Diversas espécies comuns no Piauí já foram avaliadas, como a Mimosa pteridifolia (jurema-branca), Mimosa verrucosa (jurema-de-espinho) e Mimosa caesalpinifolia (sabiá), conhecidas por suas propriedades anti-inflamatórias e cicatrizantes. Outras espécies, como Rosmarinus officinalis (alecrim) e Zanthoxylum rhoifolium (laranjeira-brava), também foram analisadas. 

“Nosso papel é investigar, de forma rigorosa, se os compostos bioativos presentes nesses extratos podem provocar efeitos citotóxicos, genotóxicos ou mutagênicos. Isso nos permite indicar concentrações seguras e alertar sobre possíveis riscos”, explica a coordenadora.

Os resultados do projeto já geraram dados inéditos, além de apresentações em eventos científicos e publicações na área de mutagênese e genotoxicidade, consolidando a UFPI como protagonista na pesquisa sobre a segurança de produtos naturais.

O projeto também tem um forte caráter formativo, envolvendo estudantes de graduação dos campi de Floriano e Teresina em projetos de Iniciação Científica e Trabalhos de Conclusão de Curso. Alunos do Programa de Pós-Graduação em Farmacologia da UFPI também integram a equipe. 
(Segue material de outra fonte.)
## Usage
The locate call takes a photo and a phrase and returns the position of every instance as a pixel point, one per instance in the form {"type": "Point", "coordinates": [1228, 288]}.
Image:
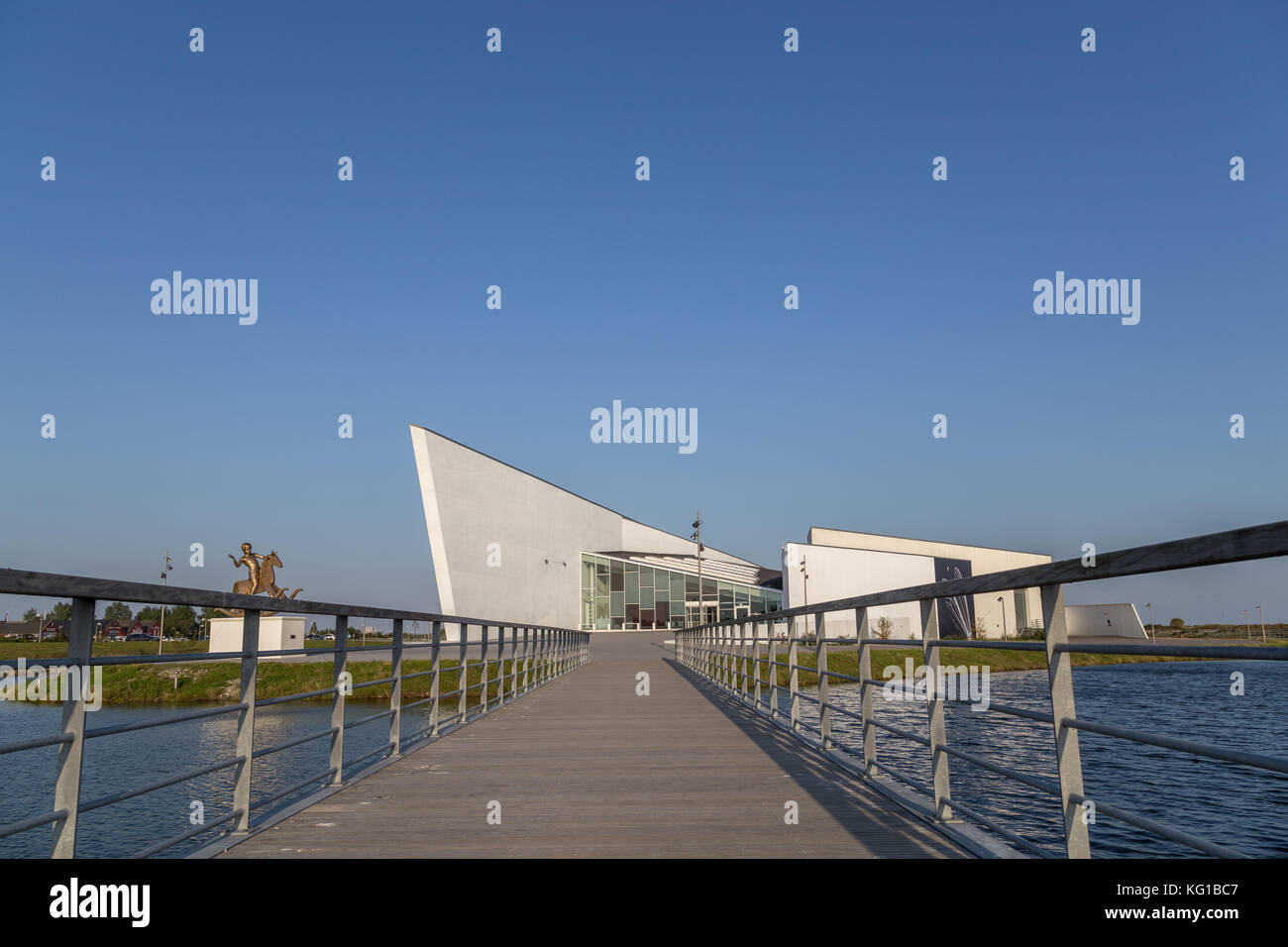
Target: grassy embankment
{"type": "Point", "coordinates": [219, 681]}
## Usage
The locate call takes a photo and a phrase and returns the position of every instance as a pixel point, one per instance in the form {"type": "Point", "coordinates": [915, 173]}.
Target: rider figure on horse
{"type": "Point", "coordinates": [252, 562]}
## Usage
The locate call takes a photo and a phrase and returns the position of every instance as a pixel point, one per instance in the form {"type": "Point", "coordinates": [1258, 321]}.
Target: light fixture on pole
{"type": "Point", "coordinates": [697, 538]}
{"type": "Point", "coordinates": [166, 565]}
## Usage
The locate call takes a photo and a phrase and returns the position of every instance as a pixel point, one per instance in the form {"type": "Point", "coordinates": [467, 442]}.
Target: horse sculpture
{"type": "Point", "coordinates": [263, 579]}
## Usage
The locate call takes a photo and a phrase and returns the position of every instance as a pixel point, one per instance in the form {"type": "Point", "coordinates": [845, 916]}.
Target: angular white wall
{"type": "Point", "coordinates": [540, 531]}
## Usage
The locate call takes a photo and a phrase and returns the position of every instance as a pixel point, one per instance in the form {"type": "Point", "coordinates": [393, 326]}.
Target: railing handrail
{"type": "Point", "coordinates": [53, 585]}
{"type": "Point", "coordinates": [719, 652]}
{"type": "Point", "coordinates": [1214, 549]}
{"type": "Point", "coordinates": [548, 652]}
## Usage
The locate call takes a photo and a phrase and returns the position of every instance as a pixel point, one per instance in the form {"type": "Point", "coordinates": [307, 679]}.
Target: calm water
{"type": "Point", "coordinates": [1234, 805]}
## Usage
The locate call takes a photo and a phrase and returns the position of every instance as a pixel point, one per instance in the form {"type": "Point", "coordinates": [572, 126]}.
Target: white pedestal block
{"type": "Point", "coordinates": [275, 633]}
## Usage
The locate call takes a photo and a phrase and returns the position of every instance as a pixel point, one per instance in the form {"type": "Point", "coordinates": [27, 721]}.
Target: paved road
{"type": "Point", "coordinates": [587, 767]}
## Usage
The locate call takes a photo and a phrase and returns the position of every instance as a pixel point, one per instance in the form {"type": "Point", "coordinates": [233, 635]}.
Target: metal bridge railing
{"type": "Point", "coordinates": [533, 654]}
{"type": "Point", "coordinates": [728, 656]}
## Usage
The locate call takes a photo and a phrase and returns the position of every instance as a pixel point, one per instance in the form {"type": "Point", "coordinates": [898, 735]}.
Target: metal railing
{"type": "Point", "coordinates": [725, 655]}
{"type": "Point", "coordinates": [536, 655]}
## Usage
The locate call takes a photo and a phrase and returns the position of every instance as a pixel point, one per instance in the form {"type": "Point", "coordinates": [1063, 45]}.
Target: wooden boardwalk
{"type": "Point", "coordinates": [585, 767]}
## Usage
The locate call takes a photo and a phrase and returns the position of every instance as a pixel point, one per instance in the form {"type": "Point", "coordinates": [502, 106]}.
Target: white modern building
{"type": "Point", "coordinates": [511, 547]}
{"type": "Point", "coordinates": [507, 545]}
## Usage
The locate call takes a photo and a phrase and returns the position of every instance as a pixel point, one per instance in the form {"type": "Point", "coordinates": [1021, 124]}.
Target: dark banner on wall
{"type": "Point", "coordinates": [956, 615]}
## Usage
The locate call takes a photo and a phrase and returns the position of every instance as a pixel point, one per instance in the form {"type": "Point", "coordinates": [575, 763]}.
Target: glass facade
{"type": "Point", "coordinates": [621, 594]}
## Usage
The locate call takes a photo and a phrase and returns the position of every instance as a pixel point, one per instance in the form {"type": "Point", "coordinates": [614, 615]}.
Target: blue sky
{"type": "Point", "coordinates": [518, 169]}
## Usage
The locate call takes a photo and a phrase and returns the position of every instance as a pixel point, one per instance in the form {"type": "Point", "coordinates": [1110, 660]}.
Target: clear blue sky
{"type": "Point", "coordinates": [516, 169]}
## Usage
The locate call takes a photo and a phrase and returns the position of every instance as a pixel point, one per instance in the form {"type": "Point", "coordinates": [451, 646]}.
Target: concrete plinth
{"type": "Point", "coordinates": [275, 633]}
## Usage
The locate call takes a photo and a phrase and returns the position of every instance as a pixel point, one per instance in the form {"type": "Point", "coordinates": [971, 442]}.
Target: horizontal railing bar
{"type": "Point", "coordinates": [1005, 832]}
{"type": "Point", "coordinates": [170, 659]}
{"type": "Point", "coordinates": [369, 719]}
{"type": "Point", "coordinates": [978, 643]}
{"type": "Point", "coordinates": [34, 822]}
{"type": "Point", "coordinates": [1220, 753]}
{"type": "Point", "coordinates": [901, 732]}
{"type": "Point", "coordinates": [162, 845]}
{"type": "Point", "coordinates": [288, 744]}
{"type": "Point", "coordinates": [1237, 652]}
{"type": "Point", "coordinates": [162, 722]}
{"type": "Point", "coordinates": [378, 750]}
{"type": "Point", "coordinates": [53, 585]}
{"type": "Point", "coordinates": [300, 696]}
{"type": "Point", "coordinates": [161, 784]}
{"type": "Point", "coordinates": [37, 742]}
{"type": "Point", "coordinates": [842, 710]}
{"type": "Point", "coordinates": [296, 788]}
{"type": "Point", "coordinates": [901, 777]}
{"type": "Point", "coordinates": [1159, 828]}
{"type": "Point", "coordinates": [1041, 785]}
{"type": "Point", "coordinates": [1215, 549]}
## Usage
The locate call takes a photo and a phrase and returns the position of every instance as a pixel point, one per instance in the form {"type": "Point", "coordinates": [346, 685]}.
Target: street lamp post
{"type": "Point", "coordinates": [697, 538]}
{"type": "Point", "coordinates": [165, 579]}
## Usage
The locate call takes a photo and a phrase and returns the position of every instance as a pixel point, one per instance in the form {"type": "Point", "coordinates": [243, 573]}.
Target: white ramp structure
{"type": "Point", "coordinates": [1103, 621]}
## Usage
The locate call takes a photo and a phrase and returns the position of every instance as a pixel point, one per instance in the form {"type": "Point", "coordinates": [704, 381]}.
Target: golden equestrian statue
{"type": "Point", "coordinates": [262, 579]}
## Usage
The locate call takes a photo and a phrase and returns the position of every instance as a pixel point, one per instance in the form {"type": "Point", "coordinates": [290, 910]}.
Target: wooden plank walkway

“O LabGetox tem se consolidado como um espaço estratégico de formação acadêmica. Ao integrar pesquisa básica, aplicação tecnológica e formação de estudantes, contribuímos não apenas para o avanço científico, mas também para o desenvolvimento social do Piauí”, enfatiza a professora Elisângela.

O Laboratório de Genotoxicidade de Produtos Naturais (LabGetox) da UFPI convida estudantes interessados em pesquisa científica a se unirem ao projeto, contribuindo para a validação segura da biodiversidade regional e o desenvolvimento do Piauí.